Informations générales
  • Né le 1er juillet 1753 à Auch (Gers - France)
  • Décédé le 1er novembre 1840 à Duran (Gers - France)

Mandats à l'Assemblée nationale ou à la Chambre des députés

Régime politique
Révolution
Législature
Assemblée nationale constituante
Mandat
Du 2 avril 1789 au 30 septembre 1791
Baillage
Auch (Type : Sénéchaussée)
Groupe
Tiers-Etat

Biographies

Biographie extraite du dictionnaire des parlementaires français de 1789 à 1889 (Adolphe Robert et Gaston Cougny)

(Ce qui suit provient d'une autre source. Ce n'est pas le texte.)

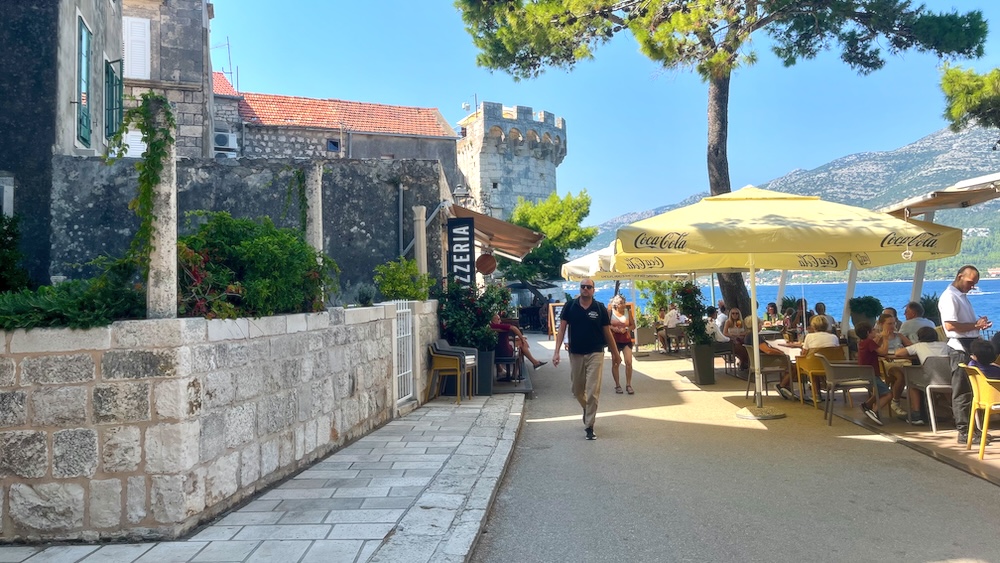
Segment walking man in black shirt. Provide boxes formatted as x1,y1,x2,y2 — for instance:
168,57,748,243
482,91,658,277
552,279,621,440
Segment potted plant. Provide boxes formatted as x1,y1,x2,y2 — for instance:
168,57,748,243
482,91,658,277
847,295,882,326
674,282,715,385
920,293,941,326
436,280,510,395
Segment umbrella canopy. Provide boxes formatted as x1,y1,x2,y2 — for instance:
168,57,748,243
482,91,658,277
614,186,962,272
614,186,962,408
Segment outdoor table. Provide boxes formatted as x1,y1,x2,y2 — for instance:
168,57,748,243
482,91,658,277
768,338,802,373
760,329,781,344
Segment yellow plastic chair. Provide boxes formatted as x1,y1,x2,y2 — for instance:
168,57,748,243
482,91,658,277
795,346,847,409
959,364,1000,459
427,344,475,405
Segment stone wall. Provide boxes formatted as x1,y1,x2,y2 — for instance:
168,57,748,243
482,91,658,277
46,156,446,293
0,304,410,542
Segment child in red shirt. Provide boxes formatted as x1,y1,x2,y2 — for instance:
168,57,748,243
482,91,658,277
854,322,892,426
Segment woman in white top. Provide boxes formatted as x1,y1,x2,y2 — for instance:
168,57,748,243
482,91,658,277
802,315,840,350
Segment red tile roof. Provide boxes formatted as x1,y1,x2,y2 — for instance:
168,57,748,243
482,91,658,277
212,72,457,137
240,92,455,137
212,72,240,96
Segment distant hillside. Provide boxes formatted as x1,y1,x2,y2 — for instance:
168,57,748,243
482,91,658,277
571,128,1000,280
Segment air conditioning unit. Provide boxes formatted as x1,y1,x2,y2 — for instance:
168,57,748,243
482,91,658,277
215,132,239,150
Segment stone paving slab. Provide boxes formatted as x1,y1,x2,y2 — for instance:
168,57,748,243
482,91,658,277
0,394,524,563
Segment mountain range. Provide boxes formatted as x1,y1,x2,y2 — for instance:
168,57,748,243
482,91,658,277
570,127,1000,281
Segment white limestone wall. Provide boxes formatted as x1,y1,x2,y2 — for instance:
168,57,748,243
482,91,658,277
0,307,398,543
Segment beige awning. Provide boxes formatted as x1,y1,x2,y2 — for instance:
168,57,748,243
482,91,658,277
878,173,1000,218
451,205,545,262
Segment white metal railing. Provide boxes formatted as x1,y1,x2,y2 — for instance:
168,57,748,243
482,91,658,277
393,300,414,404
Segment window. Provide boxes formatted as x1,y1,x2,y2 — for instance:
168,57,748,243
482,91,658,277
104,61,125,139
122,16,150,80
76,18,91,147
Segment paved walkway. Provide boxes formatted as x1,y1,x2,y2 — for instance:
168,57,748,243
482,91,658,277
0,394,524,563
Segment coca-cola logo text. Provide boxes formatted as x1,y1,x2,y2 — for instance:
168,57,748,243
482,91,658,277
635,231,687,250
882,231,941,248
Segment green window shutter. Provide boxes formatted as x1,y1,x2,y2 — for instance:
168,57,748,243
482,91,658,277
104,61,124,139
76,18,91,147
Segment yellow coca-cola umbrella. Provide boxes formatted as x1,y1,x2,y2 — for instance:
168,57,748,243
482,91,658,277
614,186,962,408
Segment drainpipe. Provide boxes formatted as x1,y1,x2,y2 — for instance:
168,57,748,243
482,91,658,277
396,182,403,256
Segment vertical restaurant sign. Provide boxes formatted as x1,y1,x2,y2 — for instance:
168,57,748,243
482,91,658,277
448,217,476,285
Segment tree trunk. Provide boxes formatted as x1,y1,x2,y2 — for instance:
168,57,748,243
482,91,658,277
708,72,756,314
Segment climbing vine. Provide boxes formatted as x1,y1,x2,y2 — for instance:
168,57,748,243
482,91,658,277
105,92,177,279
281,166,309,234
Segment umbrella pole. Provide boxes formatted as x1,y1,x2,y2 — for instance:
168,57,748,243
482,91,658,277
736,254,785,420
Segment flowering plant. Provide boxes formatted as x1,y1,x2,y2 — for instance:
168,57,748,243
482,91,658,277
673,282,712,344
436,280,510,350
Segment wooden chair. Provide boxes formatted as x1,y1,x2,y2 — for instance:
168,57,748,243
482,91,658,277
493,332,524,383
743,344,791,399
816,354,878,426
427,343,476,404
795,346,847,409
959,364,1000,459
903,356,951,434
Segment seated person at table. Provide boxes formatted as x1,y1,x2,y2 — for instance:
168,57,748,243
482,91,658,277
761,313,840,400
490,313,548,377
809,303,837,333
899,301,934,342
889,323,948,426
763,303,781,328
969,338,1000,379
854,317,896,426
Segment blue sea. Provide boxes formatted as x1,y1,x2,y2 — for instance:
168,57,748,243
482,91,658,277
588,278,1000,328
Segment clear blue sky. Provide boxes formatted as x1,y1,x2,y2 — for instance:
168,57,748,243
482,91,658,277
211,0,1000,224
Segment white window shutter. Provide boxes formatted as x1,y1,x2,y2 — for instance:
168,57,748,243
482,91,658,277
122,16,150,80
125,129,146,158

Député en 1789, né à Auch (Gers) le 1er juillet 1753, mort à Duran (Gers) le 1er novembre 1840, « fils à M. Jean-Dominique Sentetz et à demoiselle Jeanne Gramé », avocat en 1771, procureur du roi au sénéchal et présidial d'Auch le 18 avril 1781, il fut élu, le 2 avril 1789, député du tiers aux Etats-Généraux par la sénéchaussée d'Auch.

Membre du comité judiciaire, il s'y occupa principalement de l'organisation des tribunaux, proposa, le 8 juillet 1790, de fixer la somme à laquelle s'élèverait la compétence des juges de paix, présenta un plan pour l'organisation des tribunaux de district, indiqua un moyen de résoudre les difficultés dans la procédure par jurés en matière criminelle, fit décider, le 17 janvier 1791, que la partie plaignante serait entendue dans les dépositions, signala, le 27 mars, les troubles excités en province par la constitution civile du clergé, s'éleva avec énergie contre le déisme et l'athéisme, et demanda qu'on les mît au rang des crimes d'Etat et qu'on appliquât la peine de mort à ceux qui en feraient profession.

Après la session, il devint président du tribunal civil du Gers et président du canton d'Auch-nord. Il vécut quelque temps ensuite dans la retraite. Président de la société d'agriculture du Gers, rallié au 18 brumaire, il fut nommé conseiller général en l'an VIII, membre du jury central de l'instruction publique et conseiller de préfecture du Gers le 28 décembre 1809. Appelé, en juin 1811, aux fonctions de président du tribunal d'Auch, il préféra rester conseiller de préfecture, fut nommé chevalier de la Légion d'honneur le 30 décembre 1819, et, révoqué en septembre 1830, dut se contenter, malgré ses pressantes réclamations, d'une pension de 200 francs.